Diamond Cutting for Beauty – The Economic Commitment

When you look at the economics of producing super ideal cut diamonds from collection quality rough you see the enormous financial commitment a manufacturer must make. First we’ll take a look at some baseline wholesale price differences that will illustrate the premium that rarity entails. As noted above, the difference between a colorless IF/VVS and a G VS1 is not visually apparent to most observers. Those with very high color acuity may under certain lighting conditions be able to detect a very slight difference, but for most observers they are equivalent from a visual perspective, provided cut quality is the same. But an E VVS1 in a 1.00 carat size will cost approximately 30% more on today’s market than a G VS1. You will pay a premium of approximately $2500 for the E VVS1, even though both stones essentially look the same. This is almost entirely a rarity premium.
Now, if you throw D IF into the mix the differences are even more dramatic. The cost of D IF compared to E VVS1 (one grade in color and clarity) is another 30% higher. You will pay over $4,000 more today for the 1ct D IF even though the diamonds are essentially impossible to differentiate except by experienced graders working in a laboratory environment.
And you will pay double for the 1 carat D IF over the G VS1 – about $7,000 for visual appearance that very few can see in real world viewing environments! For most shoppers, especially those working on a budget, a premium this large for theoretical quality makes little sense.
From an exclusivity standpoint it is worth noting that this same survey of GIA Triple Ex diamonds on the international database showed over 1,000 G VS1s, only 330 E VVS1 and only 188 D Fl and D IF diamonds combined. As rarity increases, availability (supply) decreases. These numbers reflect stones cut to the relatively broad and forgiving GIA Triple Ex cut standard.
Now let’s look at D IF diamonds and see what happens when elite cut quality is factored in. As mentioned, making an Ideal cut entails greater loss from the original rough. If we assume a 10% loss in yield, the difference between a 1.00 carat and a 0.90ct is a whopping 30% in wholesale value! Today, the 1.00 carat DIF has a wholesale value of $5,000 more than the 0.90 carat. This is the loss of market value that the manufacturer has to be willing to take in order to justify the yield loss to make a superideal.

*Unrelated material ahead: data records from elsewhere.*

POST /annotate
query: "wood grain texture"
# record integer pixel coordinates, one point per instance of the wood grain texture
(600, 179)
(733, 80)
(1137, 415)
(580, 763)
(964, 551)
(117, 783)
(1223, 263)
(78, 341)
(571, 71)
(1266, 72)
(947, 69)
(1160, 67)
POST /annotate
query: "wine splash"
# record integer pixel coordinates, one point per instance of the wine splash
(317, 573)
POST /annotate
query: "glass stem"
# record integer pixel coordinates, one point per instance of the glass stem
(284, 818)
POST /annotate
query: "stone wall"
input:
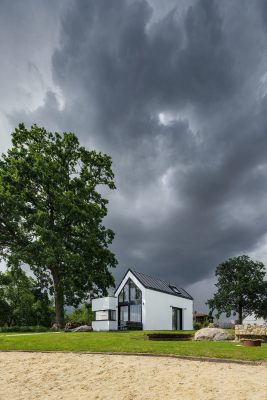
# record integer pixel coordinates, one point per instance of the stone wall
(251, 332)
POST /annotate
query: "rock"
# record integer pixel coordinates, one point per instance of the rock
(83, 328)
(214, 334)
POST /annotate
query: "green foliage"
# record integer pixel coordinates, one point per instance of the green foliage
(241, 288)
(83, 315)
(51, 214)
(22, 302)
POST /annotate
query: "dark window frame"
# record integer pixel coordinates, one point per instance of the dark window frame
(129, 302)
(109, 315)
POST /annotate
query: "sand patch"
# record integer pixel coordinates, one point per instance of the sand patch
(32, 376)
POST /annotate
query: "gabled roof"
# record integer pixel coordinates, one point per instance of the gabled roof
(159, 285)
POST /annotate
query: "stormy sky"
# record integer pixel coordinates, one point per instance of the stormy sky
(176, 93)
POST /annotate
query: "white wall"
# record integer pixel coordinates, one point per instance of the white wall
(105, 325)
(105, 303)
(157, 310)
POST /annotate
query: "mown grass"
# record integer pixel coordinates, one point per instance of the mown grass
(129, 342)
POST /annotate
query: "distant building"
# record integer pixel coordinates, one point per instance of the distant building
(143, 302)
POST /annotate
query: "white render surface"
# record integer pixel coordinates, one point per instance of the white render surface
(105, 325)
(157, 307)
(105, 303)
(157, 310)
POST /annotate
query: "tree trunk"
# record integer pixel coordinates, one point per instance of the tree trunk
(59, 299)
(240, 314)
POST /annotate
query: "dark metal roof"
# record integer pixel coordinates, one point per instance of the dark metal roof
(159, 285)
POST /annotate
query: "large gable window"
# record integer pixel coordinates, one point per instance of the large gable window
(130, 303)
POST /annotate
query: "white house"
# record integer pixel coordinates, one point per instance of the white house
(253, 320)
(143, 302)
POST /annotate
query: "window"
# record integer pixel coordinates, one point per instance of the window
(174, 289)
(112, 315)
(130, 304)
(130, 293)
(136, 313)
(101, 315)
(105, 315)
(124, 313)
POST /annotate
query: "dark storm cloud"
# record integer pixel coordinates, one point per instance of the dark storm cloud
(180, 104)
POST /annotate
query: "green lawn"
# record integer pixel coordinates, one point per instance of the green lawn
(129, 342)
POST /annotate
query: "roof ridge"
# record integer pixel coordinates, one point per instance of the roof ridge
(155, 278)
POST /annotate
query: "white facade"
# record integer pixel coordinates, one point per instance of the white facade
(106, 314)
(251, 319)
(157, 313)
(157, 308)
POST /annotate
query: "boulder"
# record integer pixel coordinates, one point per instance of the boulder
(214, 334)
(83, 328)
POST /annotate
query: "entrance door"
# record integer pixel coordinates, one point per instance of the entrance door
(177, 322)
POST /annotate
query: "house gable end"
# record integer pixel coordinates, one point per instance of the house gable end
(129, 275)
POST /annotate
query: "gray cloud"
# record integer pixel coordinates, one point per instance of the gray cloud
(177, 96)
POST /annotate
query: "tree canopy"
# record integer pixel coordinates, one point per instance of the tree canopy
(240, 288)
(52, 211)
(22, 302)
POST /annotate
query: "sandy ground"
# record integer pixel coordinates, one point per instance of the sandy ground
(39, 376)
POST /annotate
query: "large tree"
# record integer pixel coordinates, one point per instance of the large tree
(51, 214)
(22, 302)
(240, 288)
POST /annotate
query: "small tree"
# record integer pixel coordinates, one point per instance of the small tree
(51, 214)
(241, 288)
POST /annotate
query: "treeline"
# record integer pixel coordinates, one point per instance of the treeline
(22, 302)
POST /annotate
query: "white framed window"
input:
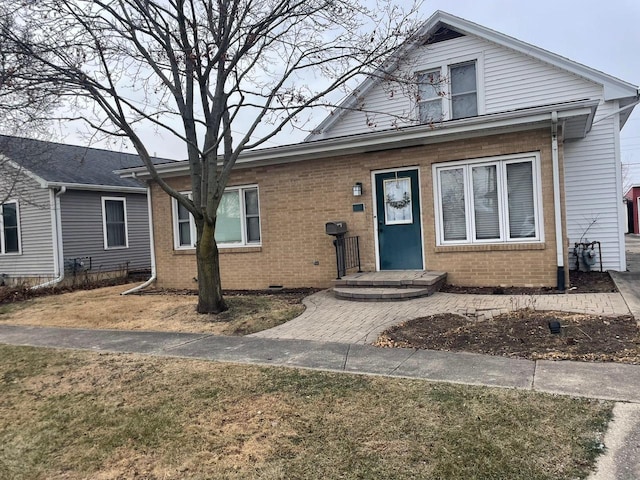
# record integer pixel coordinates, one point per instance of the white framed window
(10, 241)
(237, 224)
(492, 200)
(114, 222)
(451, 91)
(430, 93)
(464, 90)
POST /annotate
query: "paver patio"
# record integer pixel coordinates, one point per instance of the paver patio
(333, 320)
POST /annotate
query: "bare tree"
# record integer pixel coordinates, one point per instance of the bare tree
(202, 70)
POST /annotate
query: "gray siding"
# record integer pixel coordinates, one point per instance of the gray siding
(82, 230)
(34, 208)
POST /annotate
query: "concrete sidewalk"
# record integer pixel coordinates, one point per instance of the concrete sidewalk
(596, 380)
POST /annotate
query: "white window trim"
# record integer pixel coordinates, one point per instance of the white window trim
(2, 241)
(502, 161)
(104, 223)
(243, 231)
(176, 229)
(445, 73)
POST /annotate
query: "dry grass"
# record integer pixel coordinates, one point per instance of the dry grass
(78, 415)
(105, 308)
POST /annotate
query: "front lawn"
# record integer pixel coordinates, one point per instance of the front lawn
(77, 415)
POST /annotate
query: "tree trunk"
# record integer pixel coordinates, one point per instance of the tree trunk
(209, 286)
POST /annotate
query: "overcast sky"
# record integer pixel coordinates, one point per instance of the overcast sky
(604, 35)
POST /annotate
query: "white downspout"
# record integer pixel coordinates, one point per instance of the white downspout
(556, 202)
(58, 254)
(153, 250)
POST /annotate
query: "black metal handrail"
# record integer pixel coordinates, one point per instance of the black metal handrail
(347, 254)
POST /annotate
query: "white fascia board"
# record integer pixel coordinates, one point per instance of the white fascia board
(516, 120)
(614, 88)
(96, 188)
(41, 181)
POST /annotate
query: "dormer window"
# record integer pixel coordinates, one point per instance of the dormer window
(464, 90)
(430, 96)
(448, 92)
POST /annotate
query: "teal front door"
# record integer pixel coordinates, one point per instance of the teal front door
(398, 220)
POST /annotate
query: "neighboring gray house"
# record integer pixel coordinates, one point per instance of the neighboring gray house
(65, 212)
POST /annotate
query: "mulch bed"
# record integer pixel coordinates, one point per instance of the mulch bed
(524, 334)
(580, 282)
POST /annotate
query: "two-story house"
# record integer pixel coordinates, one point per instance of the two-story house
(489, 166)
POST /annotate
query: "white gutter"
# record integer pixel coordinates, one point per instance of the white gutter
(153, 251)
(58, 254)
(619, 110)
(411, 136)
(556, 201)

Super Ideal Cut Collection Diamonds – A Market Rarity

The fact is that superideal cut diamonds are generally not present in the global databases that most websites and brick and mortar jewelers draw on for their virtual inventory. Only a few manufacturers in the world cut precision diamonds that can be considered super ideal. And they don’t do that with the virtual sellers in mind. They cut specifically for merchants who specialize in providing elite cut quality. In a real sense, if it were not for retailers such as Whiteflash who are committed enough to buy this production for their in-house inventory, and with the proven ability to serve the kind of clients who are knowledgeable enough to care deeply about cut quality, these diamonds would not even exist for the world to appreciate!